Skip to main content
POST
/
v1
/
visemes-audio
curl --request POST \
--url https://api.mascot.bot/v1/visemes-audio \
--header 'Authorization: Bearer <token>' \
--header 'Content-Type: application/json' \
--data '{
"text": "Hello! This uses ElevenLabs for high-quality speech.",
"tts_engine": "elevenlabs",
"tts_api_key": "sk_your_elevenlabs_api_key_here",
"voice": "N2lVS1w4EtoT3dr4eOWO",
"speed": 1.1
}'
"data: {\"type\":\"audio\",\"data\":\"UklGRiQAAABXQVZFZm10IBAAAAABAAEAQB8AAEAfAAABAAgAZGF0YQAAAAA=\",\"sample_rate\":16000,\"sequence\":0,\"chunk_duration_ms\":250}\n"
Convert text to speech using various TTS engines and generate synchronized viseme data for facial animation. This endpoint returns real-time streaming data via Server-Sent Events (SSE) for low-latency playback.

Supported TTS Engines

  • mascotbot (default): Built-in TTS engine
  • elevenlabs: High-quality TTS with custom voices
  • cartesia: Alternative TTS provider
The response streams both audio chunks (base64-encoded PCM) and viseme timing data.

Authorizations

Authorization
string
header
required

Bearer authentication header of the form Bearer <token>, where <token> is your auth token.

Body

application/json
text
string
required

Text to synthesize into speech

Maximum length: 5000
Example:

"Hello world! How are you today?"

voice
string
required

Voice ID to use for synthesis

Example:

"N2lVS1w4EtoT3dr4eOWO"

tts_engine
enum<string>
default:elevenlabs

TTS engine to use

Available options:
mascotbot,
elevenlabs,
cartesia
Example:

"elevenlabs"

tts_api_key
string

API key for external TTS engines (required for elevenlabs/cartesia)

Example:

"sk_your_elevenlabs_api_key_here"

speed
number
default:1

Speech speed multiplier (e.g., 1.0 = normal, 1.2 = 20% faster)

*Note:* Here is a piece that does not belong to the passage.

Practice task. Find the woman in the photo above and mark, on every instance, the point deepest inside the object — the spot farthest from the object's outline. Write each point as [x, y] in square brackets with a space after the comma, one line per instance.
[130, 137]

Required range: 0.5 <= x <= 2
Example:

1.1

Response

Successful response streams synchronized audio and viseme data using Server-Sent Events.

The stream contains alternating audio and visemes events:

  1. Audio events contain base64-encoded PCM audio data for playback
  2. Visemes events contain facial animation data synchronized with audio
  3. Error events indicate processing errors

Events are delivered in real-time with typical first chunk latency of 200-500ms.

Server-Sent Events stream with "data: " prefix followed by JSON.

Event types:

  • audio: Contains PCM audio data and timing info
  • visemes: Contains viseme IDs and timing offsets
  • error: Contains error information